RTCCONbits.CALに関してはクロック補正用レジスタです。必要に応じて補正値を打ち込みます。1minごとにこのレジスタが読み込まれるそうです。
トライ&エラーで手打ち補正しました。

void APP_Tasks ( void )に追加

void APP_Tasks ( void )
{

    /* Check the application's current state. */
    switch ( appData.state )
    {
        /* Application's initial state. */
        case APP_STATE_INIT:
        {
            bool appInitialized = true;
       
        
            if (appInitialized)
            {
            
                appData.state = APP_STATE_SERVICE_TASKS;
            }
            break;
        }

        case APP_STATE_SERVICE_TASKS:
        {
            if(AlarmOccurrence == 1){
                Hour++;
                AlarmOccurrence = 0;
            }
            if(Hour == 60){
                LATBbits.LATB2 = 0;
            }
            if(Hour == 120){
                LATBbits.LATB2 = 1;
                Hour = 0;
            }
            
            break;
        }

        /* TODO: implement your application state machine.*/
        

        /* The default state should never be executed. */
        default:
        {
            /* TODO: Handle error in application's state machine. */
            break;
        }
    }
}

1hごとにGPIOピンを反転させるように設定しました。
編集が完了したら、プロジェクトをビルドし、エラーが出ないことを確認します。
これでプログラムの準備はOKです。

3.ブレッドボードで試作
適当にPICKIT3とPIC、水晶発振子そしてLEDをOUTPUTピンに接続し、準備完了です。MPLAB Xの書き込みボタンを押してPICへプログラムを書き込みます。
ここで回路にPICKIT3から電源を供給するように設定ができます。必要であれば画面左下のDashboardウインドウの左上のスパナマークをクリック→出てきたウインドウ左上のPICKIT3→Option categories
→Powerの順に操作し、Power target circuit form PICKit3にチェック、電圧は3.25Vに設定しておけば大丈夫です。
必要に応じて設定します。
書き込み時にターゲットデバイスが見つかりません!とういエラーは配線ミスか、電源供給がされておらず、PICの電源が入っていないことのどちらかが多いように思います。

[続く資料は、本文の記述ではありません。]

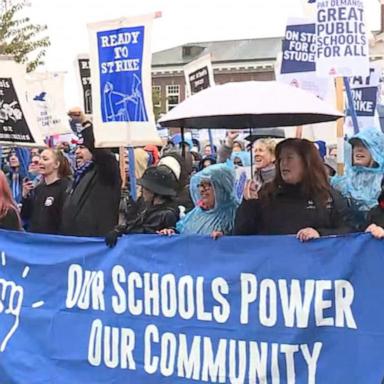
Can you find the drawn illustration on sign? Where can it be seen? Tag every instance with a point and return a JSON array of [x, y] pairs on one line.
[[117, 104]]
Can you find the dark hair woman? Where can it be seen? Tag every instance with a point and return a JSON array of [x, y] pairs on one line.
[[298, 201], [9, 214], [42, 204]]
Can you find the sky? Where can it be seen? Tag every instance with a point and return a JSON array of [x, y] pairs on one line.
[[182, 21]]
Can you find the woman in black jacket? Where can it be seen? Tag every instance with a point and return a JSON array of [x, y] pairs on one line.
[[42, 205], [92, 207], [298, 201]]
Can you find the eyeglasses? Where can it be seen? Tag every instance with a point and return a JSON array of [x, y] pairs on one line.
[[205, 186]]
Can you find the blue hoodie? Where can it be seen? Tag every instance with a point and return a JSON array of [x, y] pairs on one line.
[[363, 184], [222, 216]]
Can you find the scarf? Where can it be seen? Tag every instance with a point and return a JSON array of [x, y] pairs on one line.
[[81, 171]]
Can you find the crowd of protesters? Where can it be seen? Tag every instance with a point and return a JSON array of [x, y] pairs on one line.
[[182, 188]]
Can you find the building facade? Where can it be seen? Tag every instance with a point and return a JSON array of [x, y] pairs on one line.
[[233, 60]]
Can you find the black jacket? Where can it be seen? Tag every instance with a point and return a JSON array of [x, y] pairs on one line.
[[376, 216], [288, 210], [43, 208], [10, 221], [92, 207], [143, 219]]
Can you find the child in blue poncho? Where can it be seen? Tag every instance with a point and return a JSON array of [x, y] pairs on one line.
[[212, 191], [363, 178]]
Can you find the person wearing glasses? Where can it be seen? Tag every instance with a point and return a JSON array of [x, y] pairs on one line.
[[212, 191]]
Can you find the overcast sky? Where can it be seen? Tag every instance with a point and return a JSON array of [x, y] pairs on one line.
[[183, 21]]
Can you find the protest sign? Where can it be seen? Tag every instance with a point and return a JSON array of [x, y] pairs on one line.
[[46, 96], [298, 60], [84, 75], [164, 310], [120, 63], [18, 124], [342, 40], [364, 92], [198, 75]]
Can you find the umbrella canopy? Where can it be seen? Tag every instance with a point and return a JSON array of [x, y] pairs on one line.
[[261, 133], [250, 104]]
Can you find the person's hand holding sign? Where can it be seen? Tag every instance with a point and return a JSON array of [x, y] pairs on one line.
[[77, 115], [251, 190]]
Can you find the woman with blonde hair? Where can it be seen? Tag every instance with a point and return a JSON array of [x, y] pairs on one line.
[[42, 205], [9, 215], [299, 201]]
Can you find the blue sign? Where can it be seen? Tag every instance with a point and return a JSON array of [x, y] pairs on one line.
[[120, 54], [364, 101], [299, 49], [190, 309]]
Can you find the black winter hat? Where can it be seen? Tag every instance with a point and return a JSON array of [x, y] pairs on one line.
[[160, 180]]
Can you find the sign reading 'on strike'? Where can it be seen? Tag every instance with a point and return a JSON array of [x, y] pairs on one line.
[[164, 310]]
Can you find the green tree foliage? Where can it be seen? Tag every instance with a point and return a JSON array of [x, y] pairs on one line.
[[20, 38]]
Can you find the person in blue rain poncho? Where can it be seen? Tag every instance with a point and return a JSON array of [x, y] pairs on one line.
[[212, 191], [363, 178]]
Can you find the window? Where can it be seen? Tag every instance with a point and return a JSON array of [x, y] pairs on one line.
[[156, 95], [173, 96]]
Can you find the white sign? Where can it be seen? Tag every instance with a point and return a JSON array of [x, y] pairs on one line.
[[120, 64], [342, 40], [198, 75], [298, 63], [46, 96]]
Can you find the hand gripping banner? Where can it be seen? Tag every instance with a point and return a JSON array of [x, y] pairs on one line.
[[165, 310]]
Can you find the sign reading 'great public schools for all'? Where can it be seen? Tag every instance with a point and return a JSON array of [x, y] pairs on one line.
[[342, 41]]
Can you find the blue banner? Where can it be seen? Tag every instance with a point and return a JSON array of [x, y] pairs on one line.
[[190, 309], [299, 49], [120, 55]]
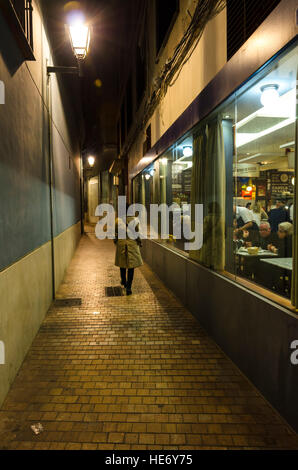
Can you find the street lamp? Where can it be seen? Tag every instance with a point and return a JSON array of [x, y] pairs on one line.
[[91, 161], [79, 34]]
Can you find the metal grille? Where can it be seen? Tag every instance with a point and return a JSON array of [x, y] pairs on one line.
[[243, 18], [114, 291], [24, 11], [71, 302]]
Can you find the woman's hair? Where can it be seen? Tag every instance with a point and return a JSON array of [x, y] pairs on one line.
[[256, 207], [286, 227]]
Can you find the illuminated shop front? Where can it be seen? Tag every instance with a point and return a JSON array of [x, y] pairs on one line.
[[239, 162]]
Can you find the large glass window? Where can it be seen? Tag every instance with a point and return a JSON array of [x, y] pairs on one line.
[[240, 164]]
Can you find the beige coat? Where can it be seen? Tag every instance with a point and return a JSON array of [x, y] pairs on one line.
[[128, 253]]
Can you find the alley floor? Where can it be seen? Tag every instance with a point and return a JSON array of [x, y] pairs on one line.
[[133, 372]]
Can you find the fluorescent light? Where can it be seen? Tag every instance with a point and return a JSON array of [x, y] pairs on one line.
[[269, 95], [249, 158], [288, 144], [284, 107], [245, 138]]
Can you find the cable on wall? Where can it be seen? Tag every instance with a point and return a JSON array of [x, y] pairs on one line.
[[205, 11]]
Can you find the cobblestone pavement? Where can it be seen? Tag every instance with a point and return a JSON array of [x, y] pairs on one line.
[[132, 372]]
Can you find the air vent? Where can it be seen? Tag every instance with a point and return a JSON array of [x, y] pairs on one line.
[[71, 302], [243, 18]]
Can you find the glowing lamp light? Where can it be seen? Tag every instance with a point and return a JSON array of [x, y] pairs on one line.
[[79, 34], [187, 151], [269, 95], [91, 161]]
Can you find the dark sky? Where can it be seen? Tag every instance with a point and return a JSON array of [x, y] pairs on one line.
[[113, 25]]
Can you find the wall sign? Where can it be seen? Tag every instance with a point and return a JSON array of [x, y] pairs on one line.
[[243, 170]]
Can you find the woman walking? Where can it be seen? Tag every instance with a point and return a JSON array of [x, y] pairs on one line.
[[128, 255]]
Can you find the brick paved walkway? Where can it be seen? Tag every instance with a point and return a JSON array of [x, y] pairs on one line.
[[132, 372]]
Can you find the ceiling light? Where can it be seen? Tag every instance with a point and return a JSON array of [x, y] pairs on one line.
[[269, 95], [187, 151], [288, 144]]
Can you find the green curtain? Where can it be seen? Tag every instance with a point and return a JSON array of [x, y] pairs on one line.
[[294, 293], [208, 188]]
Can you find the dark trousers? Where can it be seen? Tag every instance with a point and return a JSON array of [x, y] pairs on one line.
[[128, 281]]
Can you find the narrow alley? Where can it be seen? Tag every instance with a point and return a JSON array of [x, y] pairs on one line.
[[133, 372]]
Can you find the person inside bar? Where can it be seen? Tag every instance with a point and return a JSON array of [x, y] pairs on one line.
[[283, 245], [278, 215]]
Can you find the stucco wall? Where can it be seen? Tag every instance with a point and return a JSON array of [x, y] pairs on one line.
[[25, 229]]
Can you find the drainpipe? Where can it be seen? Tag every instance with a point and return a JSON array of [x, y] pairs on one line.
[[50, 149]]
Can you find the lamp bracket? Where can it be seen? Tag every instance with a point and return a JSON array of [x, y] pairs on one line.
[[74, 70]]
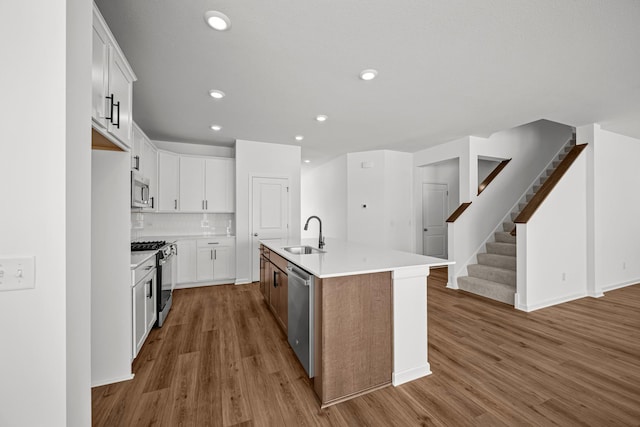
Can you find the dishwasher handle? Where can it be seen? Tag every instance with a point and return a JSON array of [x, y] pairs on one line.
[[294, 273]]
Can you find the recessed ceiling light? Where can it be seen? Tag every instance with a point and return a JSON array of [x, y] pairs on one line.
[[369, 74], [217, 20], [216, 94]]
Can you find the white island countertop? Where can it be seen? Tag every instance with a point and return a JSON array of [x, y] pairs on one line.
[[342, 258]]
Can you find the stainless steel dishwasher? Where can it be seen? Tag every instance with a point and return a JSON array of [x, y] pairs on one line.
[[300, 315]]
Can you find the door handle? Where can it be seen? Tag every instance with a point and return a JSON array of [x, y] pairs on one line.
[[110, 118], [117, 104]]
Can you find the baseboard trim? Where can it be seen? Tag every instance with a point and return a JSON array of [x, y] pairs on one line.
[[619, 285], [399, 378], [203, 284], [550, 302], [111, 381]]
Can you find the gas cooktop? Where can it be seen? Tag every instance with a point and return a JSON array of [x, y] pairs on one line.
[[147, 246]]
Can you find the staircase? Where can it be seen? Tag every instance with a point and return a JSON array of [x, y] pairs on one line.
[[494, 275]]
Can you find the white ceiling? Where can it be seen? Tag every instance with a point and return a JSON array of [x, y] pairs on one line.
[[447, 69]]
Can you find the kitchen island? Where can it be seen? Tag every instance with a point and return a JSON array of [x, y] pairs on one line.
[[369, 314]]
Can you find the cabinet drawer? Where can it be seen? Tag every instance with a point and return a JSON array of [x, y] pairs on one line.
[[279, 262], [215, 242]]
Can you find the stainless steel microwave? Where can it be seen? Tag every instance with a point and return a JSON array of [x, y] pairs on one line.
[[139, 190]]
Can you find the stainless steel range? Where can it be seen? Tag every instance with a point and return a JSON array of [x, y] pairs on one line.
[[166, 273]]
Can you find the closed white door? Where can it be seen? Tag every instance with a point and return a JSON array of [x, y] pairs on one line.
[[270, 215], [435, 199]]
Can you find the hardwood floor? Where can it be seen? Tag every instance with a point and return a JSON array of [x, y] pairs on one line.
[[221, 360]]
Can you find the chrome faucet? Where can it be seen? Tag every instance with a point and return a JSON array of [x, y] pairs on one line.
[[320, 238]]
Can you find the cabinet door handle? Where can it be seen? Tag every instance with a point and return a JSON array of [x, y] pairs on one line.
[[117, 104], [110, 108]]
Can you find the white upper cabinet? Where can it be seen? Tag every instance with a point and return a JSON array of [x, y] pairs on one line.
[[219, 187], [206, 184], [112, 86], [99, 73], [192, 184], [144, 158], [150, 170], [168, 179]]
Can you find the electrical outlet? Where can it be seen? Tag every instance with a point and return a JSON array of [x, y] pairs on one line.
[[17, 273]]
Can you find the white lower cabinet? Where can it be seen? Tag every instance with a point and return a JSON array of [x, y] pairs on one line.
[[186, 261], [204, 260], [144, 310]]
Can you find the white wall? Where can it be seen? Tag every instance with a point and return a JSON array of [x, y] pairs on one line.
[[615, 210], [111, 315], [485, 167], [366, 197], [45, 361], [324, 193], [195, 149], [265, 160], [398, 192], [552, 246], [381, 181]]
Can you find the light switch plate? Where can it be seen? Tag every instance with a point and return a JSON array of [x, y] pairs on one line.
[[17, 273]]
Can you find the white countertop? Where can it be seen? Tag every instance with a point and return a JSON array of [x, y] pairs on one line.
[[342, 258], [174, 237], [140, 257]]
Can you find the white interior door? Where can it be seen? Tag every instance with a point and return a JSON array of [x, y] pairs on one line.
[[270, 215], [435, 199]]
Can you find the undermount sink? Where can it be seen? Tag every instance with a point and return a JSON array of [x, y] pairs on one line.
[[303, 250]]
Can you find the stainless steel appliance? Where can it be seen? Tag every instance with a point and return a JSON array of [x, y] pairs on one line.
[[166, 274], [139, 190], [300, 316], [166, 280]]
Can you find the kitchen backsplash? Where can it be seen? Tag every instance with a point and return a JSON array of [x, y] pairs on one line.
[[168, 224]]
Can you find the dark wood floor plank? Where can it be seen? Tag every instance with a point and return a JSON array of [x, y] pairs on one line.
[[209, 378], [221, 360]]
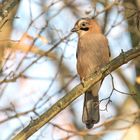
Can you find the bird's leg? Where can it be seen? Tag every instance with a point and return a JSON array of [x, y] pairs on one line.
[[83, 81]]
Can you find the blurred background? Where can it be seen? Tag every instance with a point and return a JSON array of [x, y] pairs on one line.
[[38, 67]]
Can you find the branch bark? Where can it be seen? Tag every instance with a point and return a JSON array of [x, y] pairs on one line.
[[36, 124], [6, 8]]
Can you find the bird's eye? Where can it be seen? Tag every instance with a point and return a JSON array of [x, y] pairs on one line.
[[84, 24]]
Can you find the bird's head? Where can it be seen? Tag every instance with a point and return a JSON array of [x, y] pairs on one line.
[[86, 25]]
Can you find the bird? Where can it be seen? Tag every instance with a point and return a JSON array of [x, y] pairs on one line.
[[92, 54]]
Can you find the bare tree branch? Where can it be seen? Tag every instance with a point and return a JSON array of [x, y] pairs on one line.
[[6, 8], [76, 92]]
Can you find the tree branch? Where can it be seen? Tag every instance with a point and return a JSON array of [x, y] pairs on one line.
[[6, 7], [36, 124]]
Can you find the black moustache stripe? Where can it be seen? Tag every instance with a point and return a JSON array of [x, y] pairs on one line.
[[85, 29]]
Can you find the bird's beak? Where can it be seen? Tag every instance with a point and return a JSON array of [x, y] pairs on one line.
[[74, 29]]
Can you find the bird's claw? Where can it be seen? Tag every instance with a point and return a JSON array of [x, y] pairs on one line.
[[83, 81]]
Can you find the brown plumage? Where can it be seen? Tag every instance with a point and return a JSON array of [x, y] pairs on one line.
[[92, 54]]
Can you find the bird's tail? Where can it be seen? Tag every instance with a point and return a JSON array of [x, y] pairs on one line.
[[90, 110]]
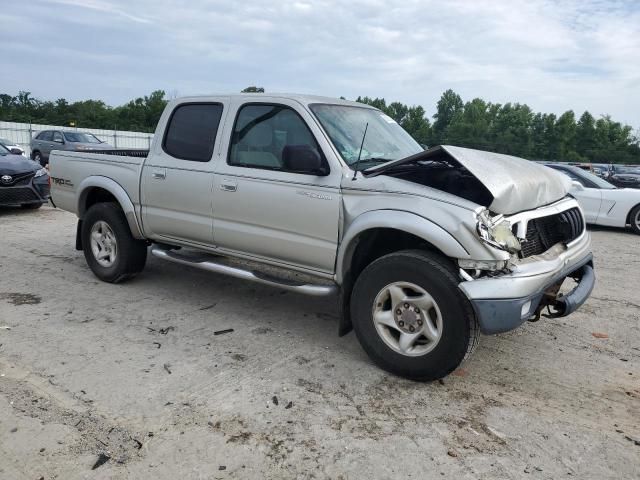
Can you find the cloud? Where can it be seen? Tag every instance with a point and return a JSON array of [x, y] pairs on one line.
[[552, 55]]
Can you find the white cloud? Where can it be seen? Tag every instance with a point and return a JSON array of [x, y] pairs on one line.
[[552, 55]]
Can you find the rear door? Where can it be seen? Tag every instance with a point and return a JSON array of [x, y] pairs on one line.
[[177, 177], [265, 211], [44, 143], [589, 198], [57, 142]]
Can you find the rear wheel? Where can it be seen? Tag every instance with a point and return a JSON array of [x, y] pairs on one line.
[[109, 248], [410, 316], [634, 218]]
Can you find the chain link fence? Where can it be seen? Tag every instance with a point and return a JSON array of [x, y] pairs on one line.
[[22, 133]]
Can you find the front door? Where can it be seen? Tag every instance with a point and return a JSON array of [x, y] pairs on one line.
[[177, 177], [263, 209]]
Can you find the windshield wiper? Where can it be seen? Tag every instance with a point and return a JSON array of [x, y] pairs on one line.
[[366, 162]]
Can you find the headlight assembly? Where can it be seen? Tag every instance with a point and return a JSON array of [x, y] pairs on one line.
[[496, 231]]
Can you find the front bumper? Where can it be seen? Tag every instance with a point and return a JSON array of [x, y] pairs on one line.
[[505, 302], [35, 190]]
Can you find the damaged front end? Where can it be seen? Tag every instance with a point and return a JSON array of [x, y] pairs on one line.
[[546, 246], [504, 184], [531, 233]]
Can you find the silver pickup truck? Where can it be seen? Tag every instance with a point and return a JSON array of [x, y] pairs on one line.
[[424, 249]]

RTCCピンは指定した時間でHighとLowを繰り返すように設定しました。GPIO_OUTに設定したピンはRTCCのアラーム割込みが60回発生するとピンを反転させるよう設定しました。
これが思った通り動いているか、時間に大きなずれが無いかを確認します。

僕はスマホのタイマーで適当に時間を測定し、ズレていたら1カウントずつCALレジスタを加算/減算し、再度PICに書き込みました。
結果ブレッドボード上では12時間で5秒ほどのズレまで追い込むことが出来ました。
これは基板に実装した場合また変化する可能性があるので、大体で良いと思います。

次回は基板を設計してElecrowへ投げるところまでを書こうと思います。